Обсудить с подсудимыми линию защиты конфиденциально у адвокатов тоже не было возможности — их разделяли скамейки в двух метрах от «аквариума»: во время перерывов стоял гул от перекрикиваний адвокатов и защитников с подсудимыми. При том в зале могли находиться прокуроры, секретарь суда, конвой и приставы. Это исключает даже подобие конфиденциальности.

— Подавались ли жалобы?

— Подсудимые подавали (параллельно с основным процессом.— “Ъ”) в суд на приставов и на конвой, указывали на процессуальные нарушения. Эти гражданские иски мы проиграли.

— Вы поэтому стали общественным защитником сына?

— Мы с мужем оба защитники наряду с назначенными адвокатами, а всего по делу «двадцатки» защитников из числа родственников 14 человек. Мы осуществляли техническую защиту: вели документооборот, готовили жалобы и ходатайства, распечатывали их, вели аудиозаписи, стенограммы, носили все в СИЗО. Один заход адвоката в СИЗО — это 3–5 тыс. руб. Помню, мы напечатали 126 ходатайств для представления суду на всех подсудимых — полную сумку из «Ашана».

Был период, когда сын два месяца не присутствовал на заседаниях суда, его удалили. Ему приходилось направлять ходатайства через нас и через почту: он направил ходатайства в мае, а суд закончился в июле, и ходатайства вернули, так как они якобы не успели дойти до окончания судебного разбирательства. Но в действительности они успели дойти, у нас есть все даты, и я, надеюсь, что Верховный суд, когда начнет рассматривать апелляцию, примет и это обстоятельство во внимание.

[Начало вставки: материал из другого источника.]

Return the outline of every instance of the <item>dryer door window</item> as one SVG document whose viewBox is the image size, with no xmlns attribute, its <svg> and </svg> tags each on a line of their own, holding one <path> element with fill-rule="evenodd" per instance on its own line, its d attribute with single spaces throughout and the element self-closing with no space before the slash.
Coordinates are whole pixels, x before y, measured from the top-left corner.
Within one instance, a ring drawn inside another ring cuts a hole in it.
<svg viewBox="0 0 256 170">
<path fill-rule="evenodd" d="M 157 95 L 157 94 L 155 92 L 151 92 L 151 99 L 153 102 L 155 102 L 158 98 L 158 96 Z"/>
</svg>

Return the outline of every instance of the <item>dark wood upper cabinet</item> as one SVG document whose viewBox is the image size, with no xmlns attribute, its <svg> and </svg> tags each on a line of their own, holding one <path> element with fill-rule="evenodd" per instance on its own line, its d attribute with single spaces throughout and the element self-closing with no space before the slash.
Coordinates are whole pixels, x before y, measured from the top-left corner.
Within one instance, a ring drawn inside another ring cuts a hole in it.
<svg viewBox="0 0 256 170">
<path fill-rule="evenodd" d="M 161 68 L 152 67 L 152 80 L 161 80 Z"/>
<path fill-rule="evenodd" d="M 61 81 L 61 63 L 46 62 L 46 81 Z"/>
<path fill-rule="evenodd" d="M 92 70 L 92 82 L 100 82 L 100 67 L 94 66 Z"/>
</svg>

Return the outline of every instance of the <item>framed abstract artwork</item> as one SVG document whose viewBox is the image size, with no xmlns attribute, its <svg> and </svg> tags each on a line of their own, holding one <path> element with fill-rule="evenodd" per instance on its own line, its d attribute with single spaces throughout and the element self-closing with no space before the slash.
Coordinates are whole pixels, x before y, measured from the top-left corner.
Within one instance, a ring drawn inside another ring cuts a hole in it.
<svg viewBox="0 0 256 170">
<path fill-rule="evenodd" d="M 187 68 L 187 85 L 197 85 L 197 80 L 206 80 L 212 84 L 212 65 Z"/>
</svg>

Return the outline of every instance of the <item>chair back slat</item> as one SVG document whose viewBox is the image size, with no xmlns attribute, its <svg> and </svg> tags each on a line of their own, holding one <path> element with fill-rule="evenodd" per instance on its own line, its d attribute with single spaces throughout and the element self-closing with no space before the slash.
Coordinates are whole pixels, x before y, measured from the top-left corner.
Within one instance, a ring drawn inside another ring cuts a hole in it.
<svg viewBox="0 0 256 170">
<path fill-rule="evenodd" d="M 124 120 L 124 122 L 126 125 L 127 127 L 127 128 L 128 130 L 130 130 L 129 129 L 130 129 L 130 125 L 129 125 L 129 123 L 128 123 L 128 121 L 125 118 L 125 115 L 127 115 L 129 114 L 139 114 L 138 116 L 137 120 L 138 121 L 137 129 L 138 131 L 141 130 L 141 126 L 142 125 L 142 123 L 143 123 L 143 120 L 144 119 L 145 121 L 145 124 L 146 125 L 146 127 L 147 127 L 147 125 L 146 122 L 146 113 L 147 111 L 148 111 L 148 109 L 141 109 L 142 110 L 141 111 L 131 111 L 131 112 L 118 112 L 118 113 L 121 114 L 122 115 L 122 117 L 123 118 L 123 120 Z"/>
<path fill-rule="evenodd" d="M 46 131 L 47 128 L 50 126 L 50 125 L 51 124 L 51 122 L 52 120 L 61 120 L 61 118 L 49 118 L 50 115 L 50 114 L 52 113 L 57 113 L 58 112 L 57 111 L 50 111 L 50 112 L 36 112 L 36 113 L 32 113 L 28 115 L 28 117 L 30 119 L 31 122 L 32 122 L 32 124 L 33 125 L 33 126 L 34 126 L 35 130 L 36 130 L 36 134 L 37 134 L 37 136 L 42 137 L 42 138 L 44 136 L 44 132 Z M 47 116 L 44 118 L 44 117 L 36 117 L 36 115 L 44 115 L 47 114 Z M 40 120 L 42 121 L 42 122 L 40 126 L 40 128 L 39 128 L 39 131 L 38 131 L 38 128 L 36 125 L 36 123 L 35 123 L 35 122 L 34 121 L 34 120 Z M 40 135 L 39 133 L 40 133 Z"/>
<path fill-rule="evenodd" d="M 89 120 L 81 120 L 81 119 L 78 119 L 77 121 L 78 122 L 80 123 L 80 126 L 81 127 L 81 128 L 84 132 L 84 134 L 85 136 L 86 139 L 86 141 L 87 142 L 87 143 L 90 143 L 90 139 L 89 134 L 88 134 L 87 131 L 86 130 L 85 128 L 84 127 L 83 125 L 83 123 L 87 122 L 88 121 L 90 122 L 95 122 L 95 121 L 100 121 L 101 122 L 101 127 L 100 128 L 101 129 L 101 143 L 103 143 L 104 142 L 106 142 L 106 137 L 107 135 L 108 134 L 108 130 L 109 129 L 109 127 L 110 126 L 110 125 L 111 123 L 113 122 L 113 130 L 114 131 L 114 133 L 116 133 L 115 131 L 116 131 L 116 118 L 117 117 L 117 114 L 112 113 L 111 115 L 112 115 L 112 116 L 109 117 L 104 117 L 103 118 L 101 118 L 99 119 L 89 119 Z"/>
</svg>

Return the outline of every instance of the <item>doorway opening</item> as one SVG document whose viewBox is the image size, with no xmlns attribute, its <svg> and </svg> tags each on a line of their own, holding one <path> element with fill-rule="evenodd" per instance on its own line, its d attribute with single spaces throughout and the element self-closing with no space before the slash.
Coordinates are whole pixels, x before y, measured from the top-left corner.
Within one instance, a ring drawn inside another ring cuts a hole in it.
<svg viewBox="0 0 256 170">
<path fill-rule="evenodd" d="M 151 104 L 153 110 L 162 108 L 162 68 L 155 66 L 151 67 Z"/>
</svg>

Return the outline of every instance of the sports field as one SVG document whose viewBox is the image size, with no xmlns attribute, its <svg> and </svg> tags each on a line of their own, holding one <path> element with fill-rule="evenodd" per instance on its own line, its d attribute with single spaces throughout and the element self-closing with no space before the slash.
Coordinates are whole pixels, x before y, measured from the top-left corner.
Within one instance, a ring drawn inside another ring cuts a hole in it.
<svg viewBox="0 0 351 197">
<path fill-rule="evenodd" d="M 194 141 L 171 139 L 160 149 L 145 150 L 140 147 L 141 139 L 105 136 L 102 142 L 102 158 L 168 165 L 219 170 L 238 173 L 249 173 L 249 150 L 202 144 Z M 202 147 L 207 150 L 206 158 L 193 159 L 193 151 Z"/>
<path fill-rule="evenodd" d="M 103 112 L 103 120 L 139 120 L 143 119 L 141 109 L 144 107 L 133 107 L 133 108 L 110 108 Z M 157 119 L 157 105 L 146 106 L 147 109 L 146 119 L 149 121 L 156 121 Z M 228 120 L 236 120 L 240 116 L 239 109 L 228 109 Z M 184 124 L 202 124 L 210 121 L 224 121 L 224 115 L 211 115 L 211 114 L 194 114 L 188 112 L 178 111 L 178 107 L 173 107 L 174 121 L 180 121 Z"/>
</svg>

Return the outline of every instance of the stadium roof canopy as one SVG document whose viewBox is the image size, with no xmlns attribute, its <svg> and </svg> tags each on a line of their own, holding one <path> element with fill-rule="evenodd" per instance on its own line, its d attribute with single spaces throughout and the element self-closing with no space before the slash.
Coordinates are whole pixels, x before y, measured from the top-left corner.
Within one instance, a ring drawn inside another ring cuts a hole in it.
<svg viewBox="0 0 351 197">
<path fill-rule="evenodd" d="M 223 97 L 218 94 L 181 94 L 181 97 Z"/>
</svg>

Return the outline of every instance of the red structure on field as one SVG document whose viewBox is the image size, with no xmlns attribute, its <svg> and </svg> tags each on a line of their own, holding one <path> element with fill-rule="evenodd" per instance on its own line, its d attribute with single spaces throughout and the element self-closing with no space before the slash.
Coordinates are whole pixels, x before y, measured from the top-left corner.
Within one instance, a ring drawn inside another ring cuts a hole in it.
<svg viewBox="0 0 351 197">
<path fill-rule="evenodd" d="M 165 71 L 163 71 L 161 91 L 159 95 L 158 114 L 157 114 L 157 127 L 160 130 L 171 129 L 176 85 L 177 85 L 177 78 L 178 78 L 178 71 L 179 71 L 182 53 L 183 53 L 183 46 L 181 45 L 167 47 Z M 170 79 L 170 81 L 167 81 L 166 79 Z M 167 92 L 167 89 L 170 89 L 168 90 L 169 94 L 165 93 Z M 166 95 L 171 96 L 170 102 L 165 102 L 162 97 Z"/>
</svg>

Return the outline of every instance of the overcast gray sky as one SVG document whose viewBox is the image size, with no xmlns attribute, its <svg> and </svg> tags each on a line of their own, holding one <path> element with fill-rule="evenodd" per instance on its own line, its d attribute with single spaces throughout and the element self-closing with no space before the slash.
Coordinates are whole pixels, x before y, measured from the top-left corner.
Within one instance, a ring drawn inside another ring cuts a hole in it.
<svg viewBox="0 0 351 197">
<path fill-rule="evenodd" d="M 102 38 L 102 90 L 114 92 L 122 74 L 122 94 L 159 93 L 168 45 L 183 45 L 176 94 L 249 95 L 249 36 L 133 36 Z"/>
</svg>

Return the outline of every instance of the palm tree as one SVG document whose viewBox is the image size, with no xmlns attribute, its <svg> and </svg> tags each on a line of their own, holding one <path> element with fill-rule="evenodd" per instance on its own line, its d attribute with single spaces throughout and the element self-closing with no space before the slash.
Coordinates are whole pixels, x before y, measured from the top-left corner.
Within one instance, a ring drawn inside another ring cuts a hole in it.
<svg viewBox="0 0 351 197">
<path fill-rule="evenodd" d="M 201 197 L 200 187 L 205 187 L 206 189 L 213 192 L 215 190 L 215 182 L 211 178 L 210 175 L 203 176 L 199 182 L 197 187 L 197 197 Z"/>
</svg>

Справка правозащитного центра «Мемориал»: Нурлыгаянов Ринат Ранифович родился 3 января 1991 года, студент Российского исламского университета, мастер по ремонту холодильников, проживал в Республике Башкортостан. Признан политзаключенным, так как уголовное преследование осуществляется по обвинению в правонарушении, событие которого отсутствовало, с нарушением права на справедливое судебное разбирательство и применением непропорционального вменяемому деянию содержания под стражей.

— 19 января вы участвовали в антифашистском марше памяти журналистки Анастасии Бабуровой и Станислава Маркелова. Это было впервые?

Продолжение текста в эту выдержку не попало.